Pentagon sets its sights on social networking websites

Eugen Leitl eugen at leitl.org
Fri Jun 9 06:00:05 PDT 2006


Pentagon sets its sights on social networking websites

    * 09 June 2006
    * NewScientist.com news service
    * Paul Marks

"I AM continually shocked and appalled at the details people voluntarily post
online about themselves." So says Jon Callas, chief security officer at PGP, a
Silicon Valley-based maker of encryption software. He is far from alone in
noticing that fast-growing social networking websites such as MySpace and
Friendster are a snoop's dream.

New Scientist has discovered that Pentagon's National Security Agency, which
specialises in eavesdropping and code-breaking, is funding research into the
mass harvesting of the information that people post about themselves on social
networks. And it could harness advances in internet technology - specifically
the forthcoming "semantic web" championed by the web standards organisation
W3C - to combine data from social networking websites with details such as
banking, retail and property records, allowing the NSA to build extensive,
all-embracing personal profiles of individuals.

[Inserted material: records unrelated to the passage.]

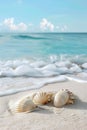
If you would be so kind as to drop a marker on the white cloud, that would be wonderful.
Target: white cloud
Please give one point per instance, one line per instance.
(9, 23)
(46, 25)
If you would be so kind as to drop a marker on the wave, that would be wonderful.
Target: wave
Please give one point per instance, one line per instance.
(21, 36)
(41, 84)
(43, 68)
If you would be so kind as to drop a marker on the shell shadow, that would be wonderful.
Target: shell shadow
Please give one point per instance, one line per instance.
(79, 104)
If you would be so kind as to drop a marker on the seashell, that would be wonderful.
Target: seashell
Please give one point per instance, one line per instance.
(41, 98)
(63, 97)
(22, 105)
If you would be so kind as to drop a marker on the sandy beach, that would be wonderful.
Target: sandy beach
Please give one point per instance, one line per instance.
(69, 117)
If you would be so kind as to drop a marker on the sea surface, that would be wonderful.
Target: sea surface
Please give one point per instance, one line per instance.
(36, 57)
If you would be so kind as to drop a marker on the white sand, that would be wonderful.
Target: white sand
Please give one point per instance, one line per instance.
(70, 117)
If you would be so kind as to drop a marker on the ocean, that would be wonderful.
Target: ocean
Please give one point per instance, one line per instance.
(51, 57)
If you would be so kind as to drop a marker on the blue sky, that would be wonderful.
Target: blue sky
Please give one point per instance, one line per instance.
(43, 15)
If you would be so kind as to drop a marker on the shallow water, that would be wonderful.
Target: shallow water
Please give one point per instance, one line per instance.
(36, 56)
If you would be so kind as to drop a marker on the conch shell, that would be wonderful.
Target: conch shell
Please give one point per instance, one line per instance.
(41, 98)
(22, 105)
(63, 97)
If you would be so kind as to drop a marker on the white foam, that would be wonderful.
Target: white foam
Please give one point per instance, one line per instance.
(37, 86)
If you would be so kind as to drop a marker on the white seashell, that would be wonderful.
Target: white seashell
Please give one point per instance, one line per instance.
(22, 105)
(42, 98)
(63, 97)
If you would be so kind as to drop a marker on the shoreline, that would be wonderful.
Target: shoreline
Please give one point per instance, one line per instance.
(69, 117)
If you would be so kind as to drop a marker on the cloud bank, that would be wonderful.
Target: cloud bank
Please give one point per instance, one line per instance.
(9, 23)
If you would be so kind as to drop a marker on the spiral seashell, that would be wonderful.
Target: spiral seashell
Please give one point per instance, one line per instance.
(42, 98)
(22, 105)
(63, 97)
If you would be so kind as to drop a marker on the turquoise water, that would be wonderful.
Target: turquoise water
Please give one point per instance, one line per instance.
(41, 59)
(13, 46)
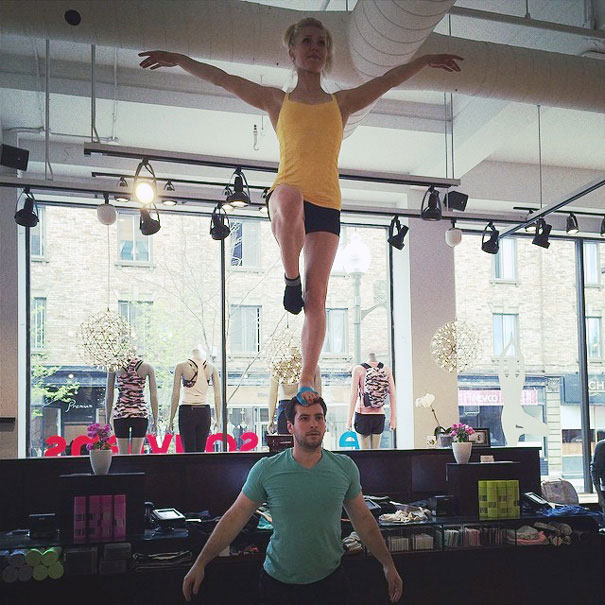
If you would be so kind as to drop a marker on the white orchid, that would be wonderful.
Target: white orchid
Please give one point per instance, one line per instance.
(426, 401)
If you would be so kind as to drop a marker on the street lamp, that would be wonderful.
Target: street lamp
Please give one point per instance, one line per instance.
(356, 260)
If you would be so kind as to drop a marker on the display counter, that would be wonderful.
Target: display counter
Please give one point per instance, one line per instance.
(454, 559)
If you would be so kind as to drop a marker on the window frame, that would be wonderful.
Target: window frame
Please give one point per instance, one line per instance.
(498, 262)
(590, 245)
(135, 230)
(345, 327)
(246, 352)
(37, 343)
(502, 315)
(42, 229)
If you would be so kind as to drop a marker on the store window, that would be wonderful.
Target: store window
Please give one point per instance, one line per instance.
(244, 329)
(245, 244)
(138, 315)
(528, 394)
(68, 391)
(37, 237)
(593, 338)
(592, 264)
(505, 261)
(335, 342)
(133, 246)
(506, 333)
(38, 324)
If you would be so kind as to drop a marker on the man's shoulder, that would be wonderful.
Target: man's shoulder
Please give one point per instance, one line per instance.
(342, 460)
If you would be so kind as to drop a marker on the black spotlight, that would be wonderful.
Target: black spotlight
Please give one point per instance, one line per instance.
(542, 232)
(397, 233)
(572, 224)
(454, 200)
(28, 215)
(122, 197)
(14, 157)
(432, 210)
(238, 198)
(490, 245)
(219, 223)
(147, 224)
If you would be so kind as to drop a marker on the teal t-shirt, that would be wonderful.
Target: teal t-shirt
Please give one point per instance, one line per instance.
(306, 506)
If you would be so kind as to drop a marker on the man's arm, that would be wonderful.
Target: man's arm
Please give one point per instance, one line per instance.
(231, 523)
(367, 528)
(357, 98)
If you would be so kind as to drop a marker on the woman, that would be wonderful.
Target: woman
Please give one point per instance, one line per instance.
(305, 199)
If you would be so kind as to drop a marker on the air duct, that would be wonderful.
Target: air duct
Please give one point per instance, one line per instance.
(375, 36)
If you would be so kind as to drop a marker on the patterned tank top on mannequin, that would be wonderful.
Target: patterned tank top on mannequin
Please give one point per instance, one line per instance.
(131, 403)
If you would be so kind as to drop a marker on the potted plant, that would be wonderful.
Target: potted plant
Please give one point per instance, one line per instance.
(461, 444)
(100, 450)
(442, 435)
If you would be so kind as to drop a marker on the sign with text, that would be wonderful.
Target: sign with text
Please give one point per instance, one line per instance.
(493, 397)
(57, 445)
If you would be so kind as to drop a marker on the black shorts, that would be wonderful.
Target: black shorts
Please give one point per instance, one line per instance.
(317, 218)
(332, 590)
(369, 424)
(123, 426)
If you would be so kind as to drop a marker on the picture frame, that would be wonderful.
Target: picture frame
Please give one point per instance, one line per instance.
(482, 437)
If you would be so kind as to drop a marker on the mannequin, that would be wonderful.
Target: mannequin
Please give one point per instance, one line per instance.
(369, 421)
(191, 381)
(284, 392)
(130, 413)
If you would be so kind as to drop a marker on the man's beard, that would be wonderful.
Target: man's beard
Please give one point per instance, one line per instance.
(305, 442)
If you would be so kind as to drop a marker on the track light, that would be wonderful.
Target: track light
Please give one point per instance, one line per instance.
(219, 223)
(167, 201)
(542, 232)
(147, 224)
(28, 215)
(106, 213)
(432, 210)
(453, 236)
(397, 233)
(122, 197)
(572, 224)
(238, 198)
(145, 189)
(454, 200)
(491, 245)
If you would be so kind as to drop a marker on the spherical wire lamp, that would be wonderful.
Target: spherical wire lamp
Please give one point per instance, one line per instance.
(456, 346)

Americans are still reeling from last month's revelations that the NSA has
been logging phone calls since the terrorist attacks of 11 September 2001. The
Congressional Research Service, which advises the US legislature, says phone
companies that surrendered call records may have acted illegally. However, the
White House insists that the terrorist threat makes existing wire-tapping
legislation out of date and is urging Congress not to investigate the NSA's
action.

Meanwhile, the NSA is pursuing its plans to tap the web, since phone logs have
limited scope. They can only be used to build a very basic picture of
someone's contact network, a process sometimes called "connecting the dots".
Clusters of people in highly connected groups become apparent, as do people
with few connections who appear to be the intermediaries between such groups.
The idea is to see by how many links or "degrees" separate people from, say, a
member of a blacklisted organisation.

By adding online social networking data to its phone analyses, the NSA could
connect people at deeper levels, through shared activities, such as taking
flying lessons. Typically, online social networking sites ask members to enter
details of their immediate and extended circles of friends, whose blogs they
might follow. People often list other facets of their personality including
political, sexual, entertainment, media and sporting preferences too. Some go
much further, and a few have lost their jobs by publicly describing drinking
and drug-taking exploits. Young people have even been barred from the orthodox
religious colleges that they are enrolled in for revealing online that they
are gay.

"You should always assume anything you write online is stapled to your resumi.
People don't realise you get Googled just to get a job interview these days,"
says Callas.

Other data the NSA could combine with social networking details includes
information on purchases, where we go (available from cellphone records, which
cite the base station a call came from) and what major financial transactions
we make, such as buying a house.

Right now this is difficult to do because today's web is stuffed with data in
incompatible formats. Enter the semantic web, which aims to iron out these
incompatibilities over the next few years via a common data structure called
the Resource Description Framework (RDF). W3C hopes that one day every website
will use RDF to give each type of data a unique, predefined, unambiguous tag.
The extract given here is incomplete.